When an employee leaves, the organization loses the benefits of their knowledge and experience, and their relations with customers, colleagues and for example service providers. The impact of such a loss on a company’s bottom line can be substantial. Looking for a replacement is a costly and time-consuming process, and there’s no guarantee of it working out. We’re providing some hints on how to reduce the risk of valuable employees leaving by even as much as seven times!
I work with those I know
The model of hybrid work has become the standard in the post-covid world, and is predominant in over 89% of businesses). A consequence of the increased proportion of home-based work is less frequent direct interaction between staff, which significantly effects the flow of knowledge – both formal and informal – in the organization.
The analysis in The effects of remote work on collaboration among information workers (LINK) conducted on 61182 Microsoft employees shows how the mode of communication and information flow between workers changed between the period before Covid-19 and after the pandemic. It turned out that the new work model resulted in employees focusing on communication and cooperation within their own departments, while simultaneously reducing contact with other teams in the organization.
Hybrid work reduced the amount of time given to work in mixed teams.
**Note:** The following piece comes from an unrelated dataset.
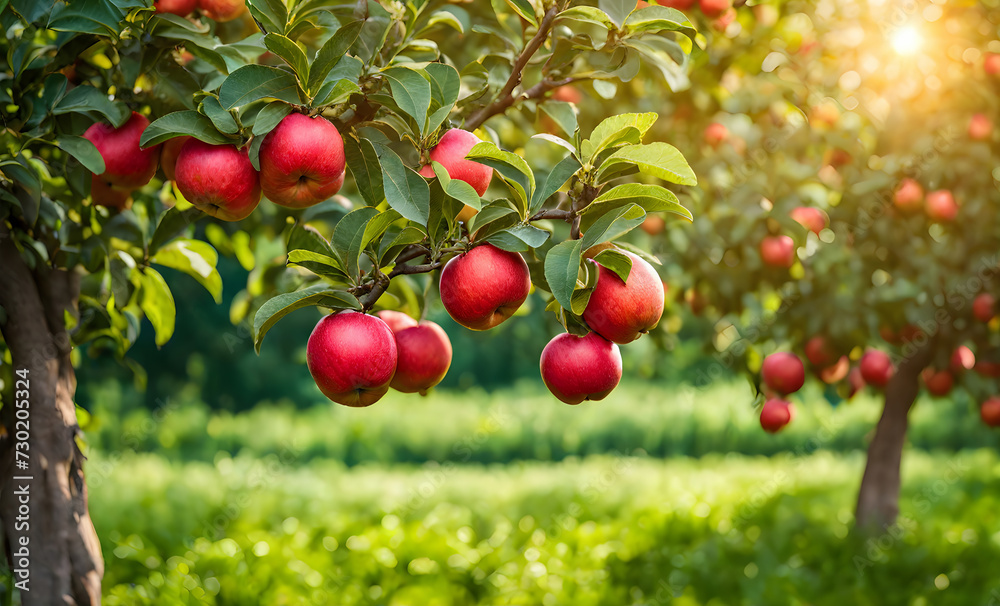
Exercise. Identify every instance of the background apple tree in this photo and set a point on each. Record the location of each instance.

The number of interdepartmental connections dropped, while in the situation of office-based work, the number of informal contacts had been far higher. In the new working conditions, employees became more oriented towards their immediate circle and pre-established relations. The employee cooperation network became more static and siloed, and communication within the organization increasingly asynchronous. Workers were finding it hard to obtain information and share it with the rest of the organization.
I wouldn’t have left the job if…
The new conditions of work changed employees’ needs and reasons for perceiving an employer as attractive. A study by Glint in 2022 shows that a factor that has become particularly important is the quality of communication in an organization. How workers rate its clarity and authenticity has a fundamental impact on their potential motivation to change jobs.
Employees who claim to have clearly-communicated goals at work:
• plan to continue working at the company for at least two years 3.95 times more often
• think about looking for a new job 7.1 times less often
• claim 4.5 more often to be happy at work with their current employer
People who feel that they have the clear information essential for performing their work think seven times less often about changing jobs. Employees who complain about communication in the company are less satisfied with their jobs, less engaged, and more likely to look for a new employer.
It’s not a lack of communication tools that’s the problem
The technology industry responded to the market need thus outlined. There was a whole wave of new technological solutions serving remote communication. So tool availability is no longer the problem. What is the problem is their multitude, the parallel functioning of multiple channels, the scattering of information. According to Relevance Report 2021: Workplace | Coveo, employees spend on average 3.6 hours a day searching through various data sources for the information they need to do their work.
With yet more tools available on the computer desktop, it is possible to send even more files, to display better picture quality, to conducted higher-quality conversations, to play back recorded meetings. But employees are ceasing to appreciate new technological developments, and starting to complain of being overloaded with information, and about an ever greater lack of clarity in the message or priorities in what to do.
Poor cooperation the cause, bad communication the effect
When employees are dissatisfied with the standard of communication in the company, this by no means has to mean that the reason for this is badly planned information flow, inappropriate data circulation procedures, managerial incompetence, or faulty technology. According to A Small Book on Cooperation (V.Wekselberg, Jacek Wasilewski, 2021) the cause of poorly-rated communication may lie in the quality of cooperation. In other words, the essence of the problem is not the communication itself, but rather the general issue of cooperation.
What is cooperation?
Cooperation is a social process, based on the interaction of people, teams or organizations, in which alignment is generated between individual and team goals, of the different departments of the entire organization. A key issue here is building consensus in the interpretation of what is happening inside and outside of the team, the department, or the organization as a whole.
Source: A Small Book on Cooperation, Victor Wekselberg, Jacek Wasilewski, 2021
So how to reduce the risk of valuable employees saying goodbye?
Improving the process of information flow in organizations where cooperation is not functioning as it should could exacerbate the problem. There is a risk of only that information important for the company’s growth being communicated, and of a silo approach, the pursuit of disparate goals, and divergent courses of activity becoming entrenched in the teams.
The first step on the road to improving the quality of communication should be to measure the quality of cooperation. Focusing the organization on factors with an impact on cooperation will improve the way in which its members communicate. They will begin to focus their activities on working together to identify goals. Only at this stage is it worth tackling the process of communication itself. Then it will even be possible to achieve a seven-fold reduction in the risk of valuable employees saying goodbye.